Yes, you can, but not a lot of people (musicians or guitar vendors; not if they have a repair shop in house) have that handy and what you actually need is a notch one (to clear the fret wire) and that has to span from the fretboard halve towards to the bridge. That would not be convenient most of the time for most people to have that tool and you can get a read out just from sighting it with a photo- you will know if it is high or there is that dip at that area. Before you make any drastic repair- the truss rod is your friend to adjust the relief.
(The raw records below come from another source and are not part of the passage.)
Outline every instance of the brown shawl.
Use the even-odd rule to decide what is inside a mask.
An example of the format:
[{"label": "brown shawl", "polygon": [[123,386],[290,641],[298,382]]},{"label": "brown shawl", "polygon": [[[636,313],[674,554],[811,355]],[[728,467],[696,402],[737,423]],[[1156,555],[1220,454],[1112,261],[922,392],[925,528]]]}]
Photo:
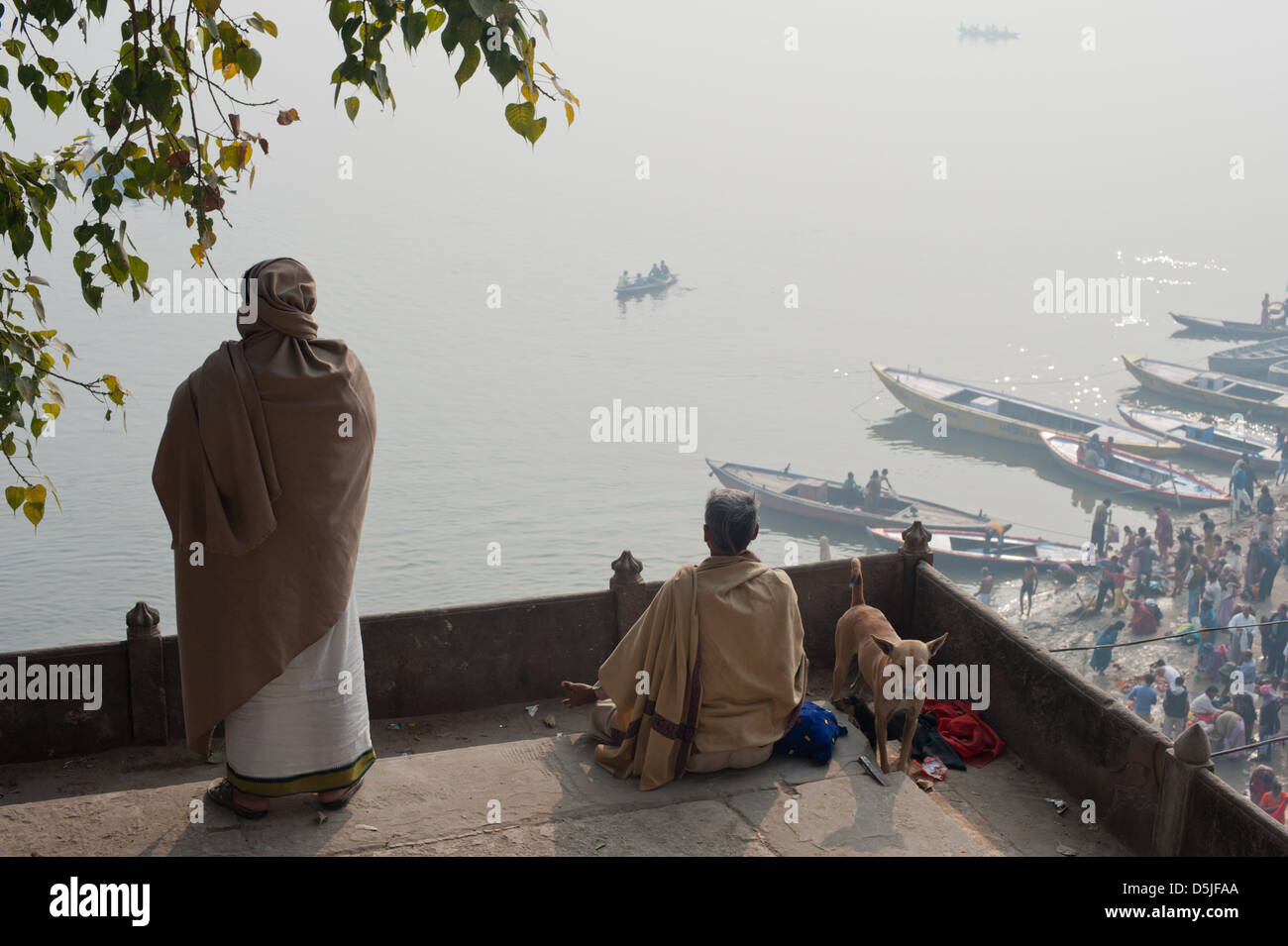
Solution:
[{"label": "brown shawl", "polygon": [[647,790],[683,776],[693,752],[770,745],[795,722],[806,674],[786,573],[742,556],[685,565],[599,668],[617,710],[595,759]]},{"label": "brown shawl", "polygon": [[240,315],[242,340],[179,385],[152,468],[173,539],[188,747],[202,754],[344,613],[376,435],[358,357],[317,337],[308,269],[273,259],[245,278],[255,318]]}]

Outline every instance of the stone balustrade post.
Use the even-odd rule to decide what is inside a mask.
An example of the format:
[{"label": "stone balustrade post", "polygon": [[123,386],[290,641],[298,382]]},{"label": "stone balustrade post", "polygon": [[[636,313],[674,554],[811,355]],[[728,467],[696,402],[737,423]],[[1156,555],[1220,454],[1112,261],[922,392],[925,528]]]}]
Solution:
[{"label": "stone balustrade post", "polygon": [[135,745],[165,745],[169,722],[165,700],[165,653],[161,613],[139,601],[125,614],[130,656],[130,726]]},{"label": "stone balustrade post", "polygon": [[917,562],[935,564],[935,553],[930,551],[930,533],[921,520],[913,520],[912,525],[900,533],[903,544],[899,546],[899,561],[903,565],[903,593],[899,604],[903,614],[898,627],[916,627],[917,619]]},{"label": "stone balustrade post", "polygon": [[613,561],[613,577],[608,580],[608,587],[617,604],[618,641],[626,636],[648,607],[648,591],[644,588],[644,579],[640,578],[643,570],[644,562],[631,555],[629,548],[622,550],[622,553]]},{"label": "stone balustrade post", "polygon": [[1194,780],[1204,768],[1212,770],[1212,747],[1203,727],[1186,728],[1159,762],[1162,772],[1149,853],[1153,857],[1176,857],[1185,839]]}]

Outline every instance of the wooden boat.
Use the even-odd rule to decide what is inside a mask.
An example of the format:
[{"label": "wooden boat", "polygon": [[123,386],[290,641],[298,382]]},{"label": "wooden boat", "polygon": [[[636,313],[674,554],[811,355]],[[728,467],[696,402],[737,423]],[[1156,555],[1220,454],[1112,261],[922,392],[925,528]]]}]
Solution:
[{"label": "wooden boat", "polygon": [[1171,463],[1114,449],[1104,467],[1078,462],[1077,438],[1042,431],[1042,443],[1064,468],[1105,488],[1113,499],[1140,499],[1179,508],[1202,508],[1230,502],[1230,496],[1204,479]]},{"label": "wooden boat", "polygon": [[1113,438],[1115,444],[1149,457],[1176,456],[1181,449],[1180,444],[1097,417],[922,375],[920,371],[902,371],[875,363],[872,371],[914,414],[931,421],[935,414],[944,414],[949,430],[985,434],[1038,448],[1042,447],[1042,431],[1054,430],[1082,438],[1100,434],[1101,440]]},{"label": "wooden boat", "polygon": [[1123,367],[1151,391],[1242,413],[1248,421],[1288,423],[1288,387],[1133,355],[1123,355]]},{"label": "wooden boat", "polygon": [[679,279],[675,273],[671,273],[665,279],[648,279],[641,283],[632,283],[627,286],[618,286],[613,290],[618,299],[625,299],[627,296],[643,296],[645,292],[657,292],[658,290],[665,290],[667,286],[675,286]]},{"label": "wooden boat", "polygon": [[1118,405],[1118,413],[1133,427],[1144,430],[1146,434],[1167,438],[1181,444],[1182,449],[1195,453],[1208,459],[1229,462],[1239,459],[1244,453],[1252,454],[1255,470],[1274,472],[1279,468],[1275,458],[1275,444],[1265,438],[1248,436],[1225,423],[1206,423],[1193,421],[1180,414],[1168,414],[1159,411],[1145,411],[1139,407]]},{"label": "wooden boat", "polygon": [[[884,546],[902,546],[900,529],[889,526],[868,526],[868,534]],[[983,529],[931,529],[930,551],[935,553],[935,564],[951,562],[988,566],[989,571],[1019,571],[1025,565],[1036,565],[1050,570],[1068,562],[1075,568],[1087,565],[1087,552],[1068,542],[1047,542],[1043,538],[1019,538],[1006,534],[1006,542],[998,552],[993,541],[988,555],[984,555]]]},{"label": "wooden boat", "polygon": [[1266,328],[1260,322],[1230,322],[1229,319],[1200,319],[1197,315],[1181,315],[1180,313],[1167,313],[1181,326],[1191,332],[1207,335],[1213,339],[1284,339],[1288,337],[1288,327],[1280,324],[1278,328]]},{"label": "wooden boat", "polygon": [[755,493],[765,508],[790,512],[820,523],[837,523],[854,529],[862,529],[866,525],[887,525],[902,532],[917,519],[927,526],[939,524],[961,528],[979,528],[989,521],[983,511],[979,514],[966,512],[912,496],[896,497],[887,493],[882,493],[877,508],[868,512],[850,506],[842,484],[836,480],[823,480],[817,476],[743,463],[720,463],[710,458],[707,466],[725,487]]},{"label": "wooden boat", "polygon": [[1288,359],[1288,339],[1270,339],[1208,355],[1208,371],[1224,371],[1265,381],[1270,366],[1284,359]]}]

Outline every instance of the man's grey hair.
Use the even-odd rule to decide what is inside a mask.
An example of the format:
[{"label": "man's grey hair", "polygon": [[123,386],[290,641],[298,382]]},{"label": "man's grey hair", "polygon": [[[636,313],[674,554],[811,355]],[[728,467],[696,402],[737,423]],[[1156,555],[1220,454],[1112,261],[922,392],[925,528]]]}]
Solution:
[{"label": "man's grey hair", "polygon": [[756,533],[756,494],[742,489],[712,489],[703,520],[711,538],[726,555],[742,555]]}]

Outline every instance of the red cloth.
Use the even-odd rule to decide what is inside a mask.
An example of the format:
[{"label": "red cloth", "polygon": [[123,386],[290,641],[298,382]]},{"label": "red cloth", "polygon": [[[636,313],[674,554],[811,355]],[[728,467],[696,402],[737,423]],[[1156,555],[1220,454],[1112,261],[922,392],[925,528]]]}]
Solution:
[{"label": "red cloth", "polygon": [[987,766],[1006,749],[1002,737],[989,728],[966,700],[926,700],[921,712],[935,714],[939,735],[967,765]]},{"label": "red cloth", "polygon": [[1266,794],[1261,795],[1261,808],[1275,821],[1283,824],[1284,810],[1288,808],[1288,793],[1280,792],[1276,798],[1273,793],[1266,792]]},{"label": "red cloth", "polygon": [[1131,602],[1132,609],[1136,614],[1131,619],[1131,632],[1136,637],[1148,637],[1149,635],[1158,631],[1158,620],[1154,618],[1154,613],[1145,607],[1140,601]]}]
If for example I was buying a guitar with said condition- I would and walk away from the deal because the guitar did not have a stable and healthy life from not properly being humidified. Their headache becomes yours and sometimes the cost to fix it does not pay because the guitar value might be worth less. That is too much of a headache to resuscitate the guitar back to optimal playing conditions AND if it is highly collectible, the repair will cost you a pretty penny and greatly affect the resale value- thanks, but no thanks as there are plenty of guitars available for sale.

Oh and not everyone has a hydrometer *hygrometer (*revised and updated- good catch Cody @gman2431) is the problem. You own a couple of guitars, it would be smart to invest on one. There are interior cases with humidified control section and they do sell control humid paks, etc. to put inside your guitar case. Rule is if you are not playing your guitar- leave it in the case.

One of the greatest rule to myself is never ever buy a steel string guitar sight unseen. You have to be physical be there to diagnose any possible problems. An electric guitar you can get away with and it is more forgiving, but that is the reverse with the acoustic.